Presidente da Si Liga, Kerison Lopes, que também faz parte do Volta, Belchior, lembrou que, apenas no cortejo do bloco, mais de 100 mil estiveram nas ruas em 2020.
“Mesmo que acontecesse um milagre e a pandemia acabasse, o Carnaval de rua depende de uma preparação grande, de no mínimo seis meses, envolvendo o poder público e os blocos. E isso não foi feito pela prefeitura. Juntando esses dois fatores, definimos que não vamos fazer desfile de rua”, disse. Os blocos cogitam realizar eventos fechados menores, para que possam se apresentar e sobreviver a mais um período sem o Carnaval de rua.
“Ninguém sabe como estará em fevereiro, mas, pela realidade atual, são permitidos eventos, e muitos já estão programados para a época (com shows como Ivete Sangalo e Wesley Safadão). Só que não têm nada em comum com a festa da cidade, e nenhum bloco foi contratado”, alegou.
Crítica
Kerison Lopes pontuou que BH adotou postura inversa à de outras capitais que têm grandes festas, como Rio e Recife. “Foi a única cidade que não fez nada. Nas outras, preparam a festa, os blocos e escolas de samba estão inscritos e recebem auxílio. Todos vão fazer uma análise em janeiro, para saber como estará a situação”, disse.
Lopes enfatizou que, se a medida fosse realizada na cidade, toda uma cadeia poderia ser movimentada. “Mesmo com a imprevisibilidade, teríamos as costureiras trabalhando, o reflexo no comércio.
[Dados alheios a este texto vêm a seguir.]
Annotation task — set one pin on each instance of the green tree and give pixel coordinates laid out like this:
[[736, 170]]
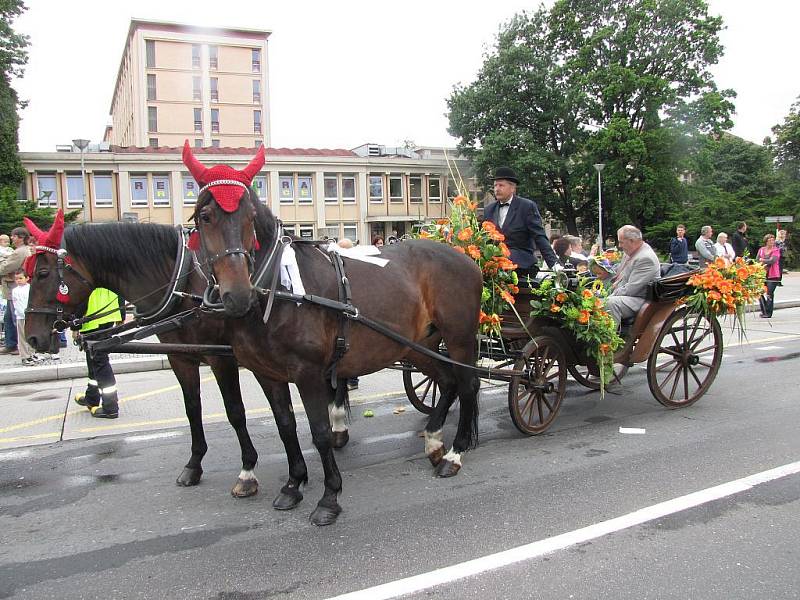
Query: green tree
[[595, 81], [13, 57]]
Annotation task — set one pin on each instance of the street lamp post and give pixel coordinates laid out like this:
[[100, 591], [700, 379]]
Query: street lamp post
[[599, 168], [81, 145]]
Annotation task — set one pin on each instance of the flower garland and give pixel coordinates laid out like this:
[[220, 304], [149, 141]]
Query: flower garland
[[581, 311], [485, 245], [726, 289]]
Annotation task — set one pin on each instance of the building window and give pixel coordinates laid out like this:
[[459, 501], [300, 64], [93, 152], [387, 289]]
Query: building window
[[415, 189], [103, 194], [75, 190], [348, 189], [304, 195], [376, 188], [214, 89], [197, 88], [139, 191], [260, 184], [160, 190], [331, 189], [434, 189], [151, 86], [189, 190], [286, 184], [350, 231], [150, 54], [48, 196], [395, 188]]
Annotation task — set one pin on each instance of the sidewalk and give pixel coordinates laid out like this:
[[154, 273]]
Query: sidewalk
[[72, 363]]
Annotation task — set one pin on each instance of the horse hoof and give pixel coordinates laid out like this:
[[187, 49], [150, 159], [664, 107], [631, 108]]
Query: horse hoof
[[288, 499], [447, 468], [436, 456], [245, 488], [189, 477], [340, 439], [325, 515]]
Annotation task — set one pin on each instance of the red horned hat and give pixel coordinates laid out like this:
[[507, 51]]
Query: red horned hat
[[50, 238], [227, 196]]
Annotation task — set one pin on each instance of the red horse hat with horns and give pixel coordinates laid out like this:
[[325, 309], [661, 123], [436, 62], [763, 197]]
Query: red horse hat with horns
[[227, 196]]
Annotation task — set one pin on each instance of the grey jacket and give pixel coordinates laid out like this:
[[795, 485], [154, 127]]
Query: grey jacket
[[635, 273]]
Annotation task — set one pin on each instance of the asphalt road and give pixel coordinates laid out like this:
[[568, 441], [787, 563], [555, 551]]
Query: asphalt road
[[97, 515]]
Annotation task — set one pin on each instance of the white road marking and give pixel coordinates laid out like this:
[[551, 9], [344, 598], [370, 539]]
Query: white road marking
[[153, 436], [470, 568]]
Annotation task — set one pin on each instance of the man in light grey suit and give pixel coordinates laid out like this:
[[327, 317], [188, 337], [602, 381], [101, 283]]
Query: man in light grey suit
[[638, 268]]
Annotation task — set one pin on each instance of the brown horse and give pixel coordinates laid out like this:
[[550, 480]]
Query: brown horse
[[427, 293], [137, 261]]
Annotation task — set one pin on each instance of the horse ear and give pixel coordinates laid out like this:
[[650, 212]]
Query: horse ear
[[255, 165], [34, 230], [195, 167]]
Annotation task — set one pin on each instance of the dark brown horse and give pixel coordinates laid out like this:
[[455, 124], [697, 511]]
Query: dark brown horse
[[427, 293], [137, 261]]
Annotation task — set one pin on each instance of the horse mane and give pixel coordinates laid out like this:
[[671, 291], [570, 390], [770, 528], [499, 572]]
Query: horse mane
[[140, 247]]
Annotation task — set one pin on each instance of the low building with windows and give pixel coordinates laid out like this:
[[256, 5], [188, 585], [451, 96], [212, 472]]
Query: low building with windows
[[369, 191]]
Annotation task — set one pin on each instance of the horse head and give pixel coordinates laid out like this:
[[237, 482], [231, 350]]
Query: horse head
[[224, 220], [58, 291]]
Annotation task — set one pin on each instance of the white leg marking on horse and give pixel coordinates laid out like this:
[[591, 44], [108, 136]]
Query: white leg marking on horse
[[433, 441], [337, 416], [246, 475], [453, 457]]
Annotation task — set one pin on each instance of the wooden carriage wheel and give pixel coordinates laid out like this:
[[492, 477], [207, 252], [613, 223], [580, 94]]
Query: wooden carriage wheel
[[422, 391], [535, 398], [585, 378], [685, 359]]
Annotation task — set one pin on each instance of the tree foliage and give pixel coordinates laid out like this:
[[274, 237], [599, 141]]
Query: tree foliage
[[595, 81], [13, 57]]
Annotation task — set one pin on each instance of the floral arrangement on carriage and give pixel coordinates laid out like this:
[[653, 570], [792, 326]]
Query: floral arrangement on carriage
[[485, 245], [725, 288], [582, 312]]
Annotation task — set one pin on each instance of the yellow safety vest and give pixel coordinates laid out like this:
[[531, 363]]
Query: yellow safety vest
[[101, 301]]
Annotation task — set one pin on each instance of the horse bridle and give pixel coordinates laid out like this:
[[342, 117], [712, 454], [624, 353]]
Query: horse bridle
[[60, 323]]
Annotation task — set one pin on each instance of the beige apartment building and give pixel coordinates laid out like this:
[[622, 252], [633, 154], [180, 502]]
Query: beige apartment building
[[371, 190], [177, 82]]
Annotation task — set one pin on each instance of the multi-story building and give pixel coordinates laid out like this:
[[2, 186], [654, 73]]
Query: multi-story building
[[361, 193], [177, 82]]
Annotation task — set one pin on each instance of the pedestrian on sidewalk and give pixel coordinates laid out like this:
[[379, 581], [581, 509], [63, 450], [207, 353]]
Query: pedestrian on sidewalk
[[101, 389], [20, 295], [769, 255], [12, 264]]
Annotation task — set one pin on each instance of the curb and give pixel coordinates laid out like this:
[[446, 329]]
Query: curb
[[157, 363], [78, 370]]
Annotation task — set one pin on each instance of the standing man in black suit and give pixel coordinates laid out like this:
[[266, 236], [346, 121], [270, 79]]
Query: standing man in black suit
[[518, 219]]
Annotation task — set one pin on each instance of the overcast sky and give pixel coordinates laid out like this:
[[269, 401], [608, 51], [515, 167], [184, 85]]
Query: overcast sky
[[348, 72]]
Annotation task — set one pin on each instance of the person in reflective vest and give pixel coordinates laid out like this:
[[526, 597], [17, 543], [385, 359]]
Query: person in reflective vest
[[101, 390]]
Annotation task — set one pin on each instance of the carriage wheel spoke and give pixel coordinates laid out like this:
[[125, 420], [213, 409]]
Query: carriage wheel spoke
[[691, 370], [675, 383]]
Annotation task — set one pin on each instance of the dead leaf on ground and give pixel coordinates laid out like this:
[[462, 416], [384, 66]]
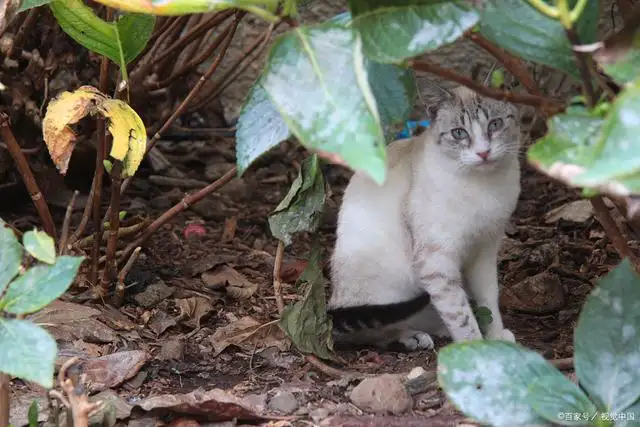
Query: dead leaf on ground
[[192, 310], [577, 211], [160, 321], [113, 369], [69, 322], [230, 280], [214, 405], [248, 334]]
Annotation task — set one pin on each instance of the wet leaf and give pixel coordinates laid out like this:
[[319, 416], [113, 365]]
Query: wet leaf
[[260, 127], [10, 255], [248, 334], [301, 209], [519, 28], [120, 41], [40, 285], [306, 322], [185, 7], [607, 339], [489, 381], [40, 245], [392, 31], [27, 351], [126, 127], [554, 396], [324, 65], [29, 4]]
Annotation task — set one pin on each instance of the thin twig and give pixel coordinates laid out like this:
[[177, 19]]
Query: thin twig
[[27, 176], [4, 399], [64, 235], [118, 296], [549, 105], [196, 88], [512, 63], [99, 173], [110, 272], [184, 204], [277, 283]]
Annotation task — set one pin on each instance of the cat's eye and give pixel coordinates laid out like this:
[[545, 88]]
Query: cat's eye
[[495, 125], [459, 133]]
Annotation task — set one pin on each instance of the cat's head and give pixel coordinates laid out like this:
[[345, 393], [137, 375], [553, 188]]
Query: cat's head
[[476, 132]]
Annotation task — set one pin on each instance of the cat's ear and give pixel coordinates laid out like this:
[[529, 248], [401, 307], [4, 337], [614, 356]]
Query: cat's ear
[[432, 96]]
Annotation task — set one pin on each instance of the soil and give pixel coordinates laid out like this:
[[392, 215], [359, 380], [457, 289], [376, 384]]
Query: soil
[[567, 256]]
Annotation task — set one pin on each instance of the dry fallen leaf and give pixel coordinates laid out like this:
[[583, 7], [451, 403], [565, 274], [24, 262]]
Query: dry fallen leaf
[[214, 405], [233, 282], [193, 309], [248, 334]]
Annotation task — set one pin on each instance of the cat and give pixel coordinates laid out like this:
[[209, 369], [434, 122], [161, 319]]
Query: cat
[[411, 253]]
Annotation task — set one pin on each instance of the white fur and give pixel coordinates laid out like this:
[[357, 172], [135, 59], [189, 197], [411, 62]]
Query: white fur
[[437, 213]]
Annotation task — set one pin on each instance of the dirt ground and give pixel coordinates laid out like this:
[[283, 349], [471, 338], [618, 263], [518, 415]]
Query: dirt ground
[[187, 324]]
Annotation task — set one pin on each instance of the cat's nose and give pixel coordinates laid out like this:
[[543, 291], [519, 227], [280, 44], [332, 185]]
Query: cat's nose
[[484, 155]]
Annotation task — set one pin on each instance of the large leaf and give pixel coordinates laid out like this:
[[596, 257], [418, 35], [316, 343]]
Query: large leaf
[[260, 127], [395, 30], [121, 41], [29, 4], [317, 80], [301, 209], [10, 255], [489, 381], [40, 285], [40, 246], [554, 397], [607, 340], [306, 322], [27, 351], [524, 31]]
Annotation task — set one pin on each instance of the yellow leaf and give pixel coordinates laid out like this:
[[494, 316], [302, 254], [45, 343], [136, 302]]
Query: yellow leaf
[[129, 134], [67, 109]]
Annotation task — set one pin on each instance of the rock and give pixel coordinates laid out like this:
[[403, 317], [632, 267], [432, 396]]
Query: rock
[[283, 402], [418, 381], [578, 211], [172, 350], [156, 292], [382, 395], [539, 294]]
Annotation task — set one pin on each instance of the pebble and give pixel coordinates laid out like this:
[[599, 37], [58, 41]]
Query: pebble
[[383, 394], [284, 402]]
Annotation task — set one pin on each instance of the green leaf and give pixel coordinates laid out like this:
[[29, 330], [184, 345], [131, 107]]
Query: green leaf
[[260, 127], [30, 4], [489, 381], [40, 285], [121, 41], [524, 31], [27, 351], [553, 397], [10, 255], [33, 414], [301, 209], [607, 340], [306, 322], [396, 30], [40, 245], [316, 78]]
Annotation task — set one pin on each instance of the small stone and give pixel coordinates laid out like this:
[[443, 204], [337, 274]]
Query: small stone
[[172, 350], [284, 402], [382, 395], [156, 292], [418, 380]]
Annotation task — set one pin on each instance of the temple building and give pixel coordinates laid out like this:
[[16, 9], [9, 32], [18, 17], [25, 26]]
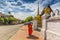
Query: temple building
[[37, 20]]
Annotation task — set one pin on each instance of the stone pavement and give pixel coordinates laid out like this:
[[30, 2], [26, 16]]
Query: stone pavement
[[22, 34]]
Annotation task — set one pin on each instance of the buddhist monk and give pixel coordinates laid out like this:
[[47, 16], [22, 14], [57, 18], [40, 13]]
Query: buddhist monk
[[30, 29]]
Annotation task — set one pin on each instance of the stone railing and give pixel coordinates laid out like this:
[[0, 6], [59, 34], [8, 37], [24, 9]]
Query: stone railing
[[51, 28]]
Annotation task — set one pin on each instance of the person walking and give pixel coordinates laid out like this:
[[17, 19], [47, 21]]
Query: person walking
[[30, 29]]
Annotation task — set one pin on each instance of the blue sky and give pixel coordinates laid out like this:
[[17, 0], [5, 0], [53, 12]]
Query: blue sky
[[24, 8]]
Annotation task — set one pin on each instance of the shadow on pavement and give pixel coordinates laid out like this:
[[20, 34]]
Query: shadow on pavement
[[32, 37]]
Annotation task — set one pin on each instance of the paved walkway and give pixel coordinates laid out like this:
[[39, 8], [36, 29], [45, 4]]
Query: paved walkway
[[23, 35]]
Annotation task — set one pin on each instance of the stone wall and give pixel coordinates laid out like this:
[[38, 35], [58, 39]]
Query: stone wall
[[51, 28]]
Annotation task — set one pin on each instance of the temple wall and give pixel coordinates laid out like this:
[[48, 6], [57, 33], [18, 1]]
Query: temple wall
[[52, 31]]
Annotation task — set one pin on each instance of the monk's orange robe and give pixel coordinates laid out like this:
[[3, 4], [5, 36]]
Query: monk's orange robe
[[30, 29]]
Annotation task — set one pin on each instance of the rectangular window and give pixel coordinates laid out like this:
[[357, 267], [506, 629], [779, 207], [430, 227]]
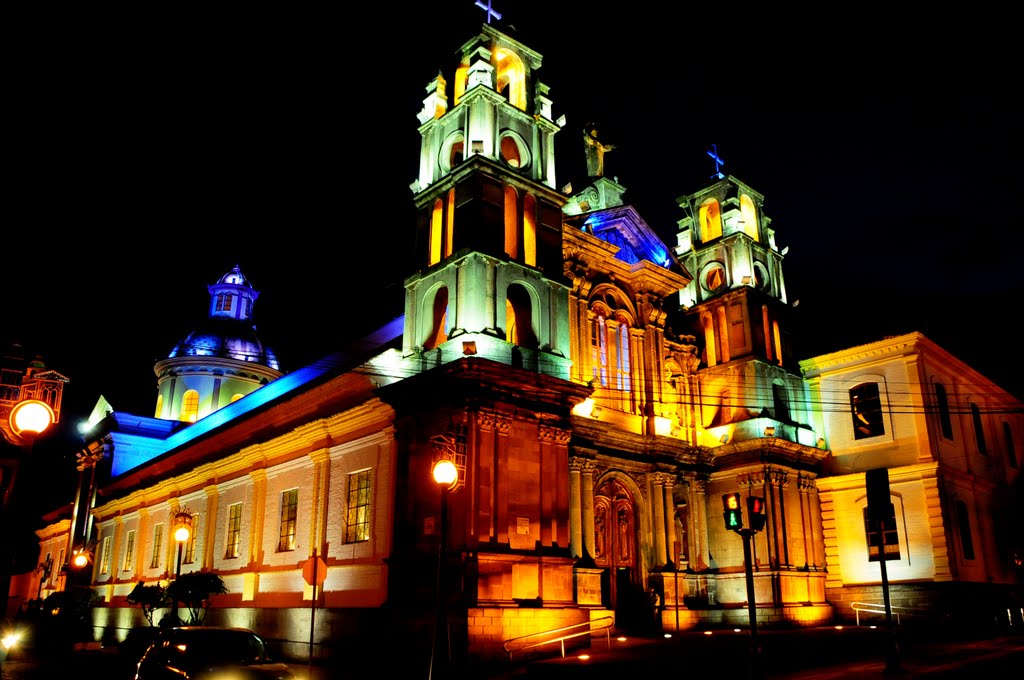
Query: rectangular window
[[979, 431], [883, 539], [189, 556], [357, 517], [126, 565], [1008, 437], [865, 407], [942, 401], [104, 555], [158, 546], [289, 517], [233, 533]]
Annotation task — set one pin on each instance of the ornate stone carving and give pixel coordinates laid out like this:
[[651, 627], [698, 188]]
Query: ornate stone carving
[[558, 435]]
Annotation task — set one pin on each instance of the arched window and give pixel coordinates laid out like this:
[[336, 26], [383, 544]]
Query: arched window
[[449, 224], [979, 430], [711, 220], [511, 223], [749, 215], [518, 317], [438, 327], [599, 348], [610, 357], [189, 407], [511, 77], [710, 341], [436, 224], [942, 402], [781, 402], [529, 229], [776, 335], [865, 407], [766, 324], [723, 336], [510, 152]]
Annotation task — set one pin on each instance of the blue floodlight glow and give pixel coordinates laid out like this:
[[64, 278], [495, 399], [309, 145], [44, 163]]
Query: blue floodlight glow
[[133, 450], [635, 242]]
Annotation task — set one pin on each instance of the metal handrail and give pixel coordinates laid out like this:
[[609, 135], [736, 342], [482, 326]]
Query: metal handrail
[[562, 638]]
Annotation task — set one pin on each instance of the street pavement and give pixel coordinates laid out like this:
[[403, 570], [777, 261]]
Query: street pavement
[[819, 653]]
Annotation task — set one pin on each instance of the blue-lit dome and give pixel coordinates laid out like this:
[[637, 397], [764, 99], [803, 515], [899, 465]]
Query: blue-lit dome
[[226, 338]]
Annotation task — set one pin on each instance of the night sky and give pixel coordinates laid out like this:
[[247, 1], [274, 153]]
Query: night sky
[[145, 161]]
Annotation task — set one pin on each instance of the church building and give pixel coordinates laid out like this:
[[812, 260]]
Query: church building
[[598, 392]]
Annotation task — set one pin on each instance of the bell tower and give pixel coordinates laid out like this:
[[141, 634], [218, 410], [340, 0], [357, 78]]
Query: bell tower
[[488, 218], [737, 308]]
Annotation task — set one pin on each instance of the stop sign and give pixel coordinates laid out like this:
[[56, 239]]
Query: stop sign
[[314, 565]]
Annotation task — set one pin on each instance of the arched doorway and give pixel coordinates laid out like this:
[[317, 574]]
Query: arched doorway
[[616, 548]]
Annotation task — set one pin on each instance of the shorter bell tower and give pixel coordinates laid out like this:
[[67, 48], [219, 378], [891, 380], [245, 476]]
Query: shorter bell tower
[[488, 218]]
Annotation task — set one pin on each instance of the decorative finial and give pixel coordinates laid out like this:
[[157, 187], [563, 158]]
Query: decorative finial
[[713, 152], [487, 8]]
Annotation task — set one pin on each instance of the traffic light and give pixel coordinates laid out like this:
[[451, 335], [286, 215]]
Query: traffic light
[[733, 511], [756, 508]]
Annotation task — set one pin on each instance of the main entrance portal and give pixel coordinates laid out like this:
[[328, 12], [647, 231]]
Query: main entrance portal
[[616, 547]]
Se não fosse possível fazer a festa, poderia ser adiada para outra época. Nunca vi ninguém defender o Carnaval a qualquer custo”, criticou.
O que dizem moradores de BH
“No momento, não deveria ter o Carnaval, porque a população ainda não está 100% imunizada. É necessário esperar.”
Gilmara Medeiros, 47, secretária
Eu acho que não deve (haver folia). Vivemos agora com uma nova variante. Muita aglomeração pode ser bem perigoso.”
Jean Malaquias, 22, eletromecânico
“Sei que ainda estamos vivendo na pandemia, mas é possível fazer (Carnaval) se cada um tomar devidos cuidados, como usar máscara.”